Textos publicados pela autora

Pergunta:

Gostaria de uma opinião sobre o valor aspetual do segmento destacado:

«Sabe também quão extraordinário será o trabalho desse Poeta, que deverá assumir toda a poesia (portuguesa, europeia e outra) e que, para isso, vai precisar de toda uma galáxia de poetas. Dado não existirem fora dele, acabaria por reduzi-los aos que no seu interior vinham representando o seu singular «drama em gente».

Grata, desde já, pela atenção dispensada.

Resposta:

No segmento destacado, podemos identificar o valor habitual.

Na identificação do valor gramatical veiculado por este segmento poderíamos, eventualmente, hesitar entre os valores habitual e iterativo.  

Como ficou já dito na resposta a perguntas desta mesma natureza, o valor habitual «representa um padrão de repetição da situação suficientemente relevante a ponto de poder ser considerado como uma propriedade característica da entidade representada pelo sujeito gramatical»1, enquanto o aspeto iterativo descreve uma situação «que se obtém quando uma situação é repetida numa porção espácio-temporal delimitada, mas sendo o conjunto dessas repetições perspetivado como um evento único»1.

Neste caso, o segmento «vinham representando o seu singular "drama em gente" é usado para caracterizar alguns heterónimos pessoanos, com um traço que os distingue de outros heterónimos.
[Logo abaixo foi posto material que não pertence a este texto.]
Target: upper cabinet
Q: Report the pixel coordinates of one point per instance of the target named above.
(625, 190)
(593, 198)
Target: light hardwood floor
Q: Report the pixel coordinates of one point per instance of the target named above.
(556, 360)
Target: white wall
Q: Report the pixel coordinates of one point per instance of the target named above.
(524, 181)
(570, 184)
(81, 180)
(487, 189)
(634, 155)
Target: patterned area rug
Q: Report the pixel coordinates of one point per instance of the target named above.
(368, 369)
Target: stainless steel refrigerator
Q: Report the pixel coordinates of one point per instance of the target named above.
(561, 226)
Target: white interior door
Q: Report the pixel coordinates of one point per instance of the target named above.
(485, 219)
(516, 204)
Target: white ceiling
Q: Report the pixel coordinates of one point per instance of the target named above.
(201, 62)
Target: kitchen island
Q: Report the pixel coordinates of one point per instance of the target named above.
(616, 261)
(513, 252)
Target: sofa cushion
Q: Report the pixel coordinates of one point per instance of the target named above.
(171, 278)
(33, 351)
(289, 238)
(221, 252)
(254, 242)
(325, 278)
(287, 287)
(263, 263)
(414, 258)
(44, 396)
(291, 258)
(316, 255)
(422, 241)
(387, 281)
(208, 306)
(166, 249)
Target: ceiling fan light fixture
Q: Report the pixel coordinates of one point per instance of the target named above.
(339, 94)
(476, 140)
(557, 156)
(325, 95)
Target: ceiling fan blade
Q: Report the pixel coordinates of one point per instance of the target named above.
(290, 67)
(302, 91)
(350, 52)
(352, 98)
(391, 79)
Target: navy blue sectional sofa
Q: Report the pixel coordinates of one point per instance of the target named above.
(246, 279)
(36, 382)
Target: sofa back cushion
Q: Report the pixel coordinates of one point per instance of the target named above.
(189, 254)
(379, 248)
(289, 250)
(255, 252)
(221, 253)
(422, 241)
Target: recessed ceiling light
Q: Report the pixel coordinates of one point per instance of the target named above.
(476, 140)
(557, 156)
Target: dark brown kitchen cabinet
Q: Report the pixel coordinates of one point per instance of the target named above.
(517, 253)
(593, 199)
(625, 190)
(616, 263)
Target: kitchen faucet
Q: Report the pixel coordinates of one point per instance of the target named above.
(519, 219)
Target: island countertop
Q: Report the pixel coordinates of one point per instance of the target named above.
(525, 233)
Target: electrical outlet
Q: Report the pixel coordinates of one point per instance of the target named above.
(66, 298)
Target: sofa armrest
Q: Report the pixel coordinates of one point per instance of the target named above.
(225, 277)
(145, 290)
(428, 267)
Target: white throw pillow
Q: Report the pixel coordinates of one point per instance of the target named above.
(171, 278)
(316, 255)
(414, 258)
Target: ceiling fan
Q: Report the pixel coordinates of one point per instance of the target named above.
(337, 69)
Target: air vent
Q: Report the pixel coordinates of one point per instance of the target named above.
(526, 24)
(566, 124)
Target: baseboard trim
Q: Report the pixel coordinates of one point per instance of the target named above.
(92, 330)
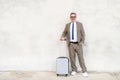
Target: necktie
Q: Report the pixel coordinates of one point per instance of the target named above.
(72, 31)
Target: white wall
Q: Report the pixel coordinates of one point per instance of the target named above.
(30, 32)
Não se trata, portanto, de uma situação percecionada como evento único, mas de uma propriedade que é característica destes heterónimos, pelo que o valor que se veicula é o habitual.

Disponha sempre!

 

1.  Cunha in Raposo et al., Gramática do Português. Fundação Calouste Gulbenkian, p. 586.

Pergunta:

Na frase «inocentou-se aquele réu», a voz é passiva sintética.
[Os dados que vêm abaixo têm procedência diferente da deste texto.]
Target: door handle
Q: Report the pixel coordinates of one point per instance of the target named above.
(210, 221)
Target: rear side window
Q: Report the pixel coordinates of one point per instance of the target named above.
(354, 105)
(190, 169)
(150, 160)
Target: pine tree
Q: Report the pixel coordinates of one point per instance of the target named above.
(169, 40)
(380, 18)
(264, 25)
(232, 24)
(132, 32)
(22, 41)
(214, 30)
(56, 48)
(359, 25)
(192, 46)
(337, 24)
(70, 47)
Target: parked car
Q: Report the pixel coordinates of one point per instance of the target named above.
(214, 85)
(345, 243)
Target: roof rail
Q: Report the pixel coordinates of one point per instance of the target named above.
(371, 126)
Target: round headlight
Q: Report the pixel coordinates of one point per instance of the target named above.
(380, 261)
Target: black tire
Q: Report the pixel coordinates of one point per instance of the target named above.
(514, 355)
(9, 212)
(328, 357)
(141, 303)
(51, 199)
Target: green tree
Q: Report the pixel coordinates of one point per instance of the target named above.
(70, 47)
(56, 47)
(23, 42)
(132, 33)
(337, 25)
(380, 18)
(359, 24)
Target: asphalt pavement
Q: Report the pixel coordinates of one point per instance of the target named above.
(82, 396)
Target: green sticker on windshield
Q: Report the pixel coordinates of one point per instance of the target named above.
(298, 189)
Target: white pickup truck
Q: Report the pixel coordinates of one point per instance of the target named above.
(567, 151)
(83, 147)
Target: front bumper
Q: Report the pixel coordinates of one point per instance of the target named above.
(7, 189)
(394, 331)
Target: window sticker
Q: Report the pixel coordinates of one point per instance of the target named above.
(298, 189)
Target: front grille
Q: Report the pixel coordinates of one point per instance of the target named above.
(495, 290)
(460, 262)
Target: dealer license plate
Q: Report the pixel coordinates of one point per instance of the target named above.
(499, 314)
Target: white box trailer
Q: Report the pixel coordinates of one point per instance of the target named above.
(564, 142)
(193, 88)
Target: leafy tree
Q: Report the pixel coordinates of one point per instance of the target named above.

A minha dúvida é a seguinte: se essa frase não tem objeto direto, por que o verbo é ainda classificado como transitivo direto nessa voz?
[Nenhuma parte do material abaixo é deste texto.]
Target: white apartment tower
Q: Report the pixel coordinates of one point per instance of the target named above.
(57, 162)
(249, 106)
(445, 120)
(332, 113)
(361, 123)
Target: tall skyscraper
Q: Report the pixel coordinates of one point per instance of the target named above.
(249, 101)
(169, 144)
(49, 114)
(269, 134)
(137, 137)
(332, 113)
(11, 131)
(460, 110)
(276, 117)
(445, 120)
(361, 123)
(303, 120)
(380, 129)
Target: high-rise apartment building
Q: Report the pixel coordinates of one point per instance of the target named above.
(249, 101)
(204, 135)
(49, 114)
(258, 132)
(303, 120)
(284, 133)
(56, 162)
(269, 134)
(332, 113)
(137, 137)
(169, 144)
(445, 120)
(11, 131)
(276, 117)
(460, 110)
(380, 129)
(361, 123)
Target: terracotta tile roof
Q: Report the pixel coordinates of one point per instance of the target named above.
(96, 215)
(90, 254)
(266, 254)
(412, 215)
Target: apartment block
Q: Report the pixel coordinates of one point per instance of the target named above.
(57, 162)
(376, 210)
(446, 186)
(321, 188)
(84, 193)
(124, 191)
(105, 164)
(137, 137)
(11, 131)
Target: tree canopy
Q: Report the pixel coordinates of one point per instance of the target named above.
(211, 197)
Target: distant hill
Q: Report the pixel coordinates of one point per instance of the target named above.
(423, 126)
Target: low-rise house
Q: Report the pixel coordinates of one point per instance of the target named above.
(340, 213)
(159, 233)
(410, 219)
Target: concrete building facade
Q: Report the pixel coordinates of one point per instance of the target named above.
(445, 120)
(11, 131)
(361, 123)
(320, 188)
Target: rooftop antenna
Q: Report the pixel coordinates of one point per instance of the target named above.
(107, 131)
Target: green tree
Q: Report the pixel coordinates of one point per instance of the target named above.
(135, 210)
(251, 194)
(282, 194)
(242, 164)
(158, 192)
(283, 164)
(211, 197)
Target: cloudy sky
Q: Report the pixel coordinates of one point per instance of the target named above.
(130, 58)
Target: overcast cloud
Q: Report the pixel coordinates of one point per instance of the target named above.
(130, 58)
Há algum gramático que dê uma luz sobre isso?

Muito obrigado!

Resposta:

Os verbos transitivos típicos selecionam um argumento interno com o papel temático de paciente, que desempenha a função sintática de complemento direto, e um argumento externo, que tem o papel temático de agente e que desempenha a função sintática de sujeito.

(1) «O juiz inocentou aquele réu.»

Uma das características dos verbos transitivos é o facto de poderem assumir uma forma passiva sintática e, paralelamente a esta, uma passiva de -se. Assim, uma frase passiva sintática (1a) caracteriza-se por o argumento interno passar a ocupar a função de sujeito, ao passo que o argumento externo passa a ter a função de complemento agente da passiva:

(1a) «Aquele réu foi inocentado pelo juiz.» (passiva sintática)

Esta construção é considerada transitiva passiva.

Estes verbos podem também surgir em passivas de -se, nas quais o verbo ocorre sempre na 3.ª pessoa e concorda em número com o argumento interno, que passa a desempenhar a função de sujeito:

(1b) «Inocentou-se aquele réu.» (passiva de -se)

Estas construções têm um traço de indeterminação relativo ao argumento externo, não sendo compatíveis com a presença de complemento agente da passiva. O verbo é considerado transitivo passivo, pois mantém a necessidade de um argumento interno. 

Podemos ainda referir que a construção apresentada em (1b) é ambígua porque pode também ser considerada uma construção de se impessoal, a qual é uma fase ativa marcada por um traço de indeterminação, como em (2):

(2) «Diz-se que o réu foi inocentado.» (= «Alguém diz»)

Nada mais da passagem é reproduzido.